Object Based Attention

Although we can choose to attend to anything that happens at a given spatial location (i.e., the goal zone in a match of the FIFA World Cup), or to a specific feature (i.e., find the black uniforms in the playfield), we often focus on visual objects. The last alternative is especially sensible from an ecological point of view, given that most of our interactions with the world are precisely directed at objects (i.e., we grasp/eat/avoid/or-flee-from objects or we boo at them if they fail to score a goal). These alternatives for defining the units of selection are known respectively as spatial-based, feature-based and object-based attention (Serences et al., 2004).

The two-target test (TTT) was developed to identify which of these units are used in attention in a specific scenario. This test assumes that there should be little competition between two pieces of information arising within the same unit of attentional selection, in contrast to strong competition when these pieces originate from distinct units (Duncan, 1984; Kravitz and Behrmann, 2011). Thus, accuracy of reports about two targets have been compared when they belong to the same location/feature/object and when they do not. Note that TTT elegantly keeps several confounding factors other than attention (such as the number of perceptual decisions, working memory load, and response competition) constant across the focused/divided attention comparison.
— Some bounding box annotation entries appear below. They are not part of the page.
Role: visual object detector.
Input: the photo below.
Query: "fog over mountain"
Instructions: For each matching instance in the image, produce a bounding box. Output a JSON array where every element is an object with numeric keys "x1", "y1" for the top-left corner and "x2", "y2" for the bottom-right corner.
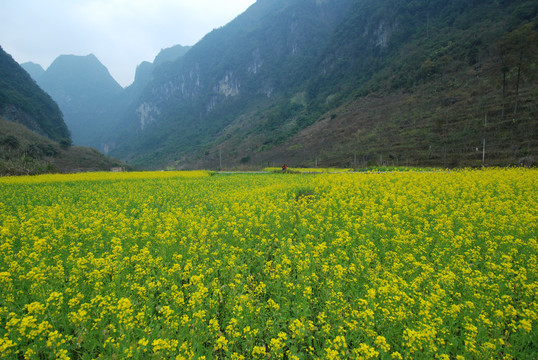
[{"x1": 16, "y1": 0, "x2": 538, "y2": 169}]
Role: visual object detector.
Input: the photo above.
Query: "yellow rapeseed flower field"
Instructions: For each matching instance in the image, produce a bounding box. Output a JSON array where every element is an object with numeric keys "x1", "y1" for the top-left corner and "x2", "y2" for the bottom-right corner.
[{"x1": 0, "y1": 169, "x2": 538, "y2": 359}]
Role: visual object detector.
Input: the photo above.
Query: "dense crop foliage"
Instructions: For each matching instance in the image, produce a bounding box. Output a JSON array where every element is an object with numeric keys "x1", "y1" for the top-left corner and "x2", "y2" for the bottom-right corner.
[{"x1": 0, "y1": 169, "x2": 538, "y2": 359}]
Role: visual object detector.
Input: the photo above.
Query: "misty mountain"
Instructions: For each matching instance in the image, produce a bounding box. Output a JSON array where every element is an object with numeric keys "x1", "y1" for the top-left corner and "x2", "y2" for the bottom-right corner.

Use of TTT has shown that under many circumstances object-based attention overrides spatial-based and feature-based mechanisms. For instance, it is easier to discriminate two features belonging to a single object than if they are split between two objects, even if these are spatially superimposed (Neisser and Becklen, 1975; Duncan, 1984). Most of the early work on object-based attention used stationary visual objects (with invariant features) as stimuli that were presented with abrupt onsets and offsets. However, in real life, objects move around and mutate in their proprieties (i.e., soccer players run around the field and can collapse).

In order to conceptualize these dynamic traits, Kahneman et al. (1992), proposed the concept of object-files as mid-level visual representations that would bind the present state of an object to its preceding history, thus “integrating visual information across time to represent a unitary object moving or changing within an ongoing perceptual experience” (Treisman, 1992). These temporary representations also would bind together different features. Only a limited number of object-files can be handled by attention at the same time (Scholl, 2007), consistent with the biased competition model (Desimone and Duncan, 1995), in which attentional competition implies mutual inhibition of object representations.

Changes in a scene are interpreted as updates to an existing object-file if they do not violate spatio/temporal predictability (plausible trajectories) or if the magnitude of feature changes is small (Scholl, 2007). Object-files can survive brief occlusions by other objects or interference from visual masks (Scholl, 2007; Wutz and Melcher, 2013). However, other changes cannot be assimilated into existing object-files and consequently trigger the creation of a new representation (Mitroff et al., 2004, 2005a,b; Scholl, 2007). Updating an attended file is thought to be less attentional demanding than creating a new object-file (Moore et al., 2007), or shifting attention from one file to another. We will describe a modification of the TTT that optimizes it for research on dynamically changing object-files.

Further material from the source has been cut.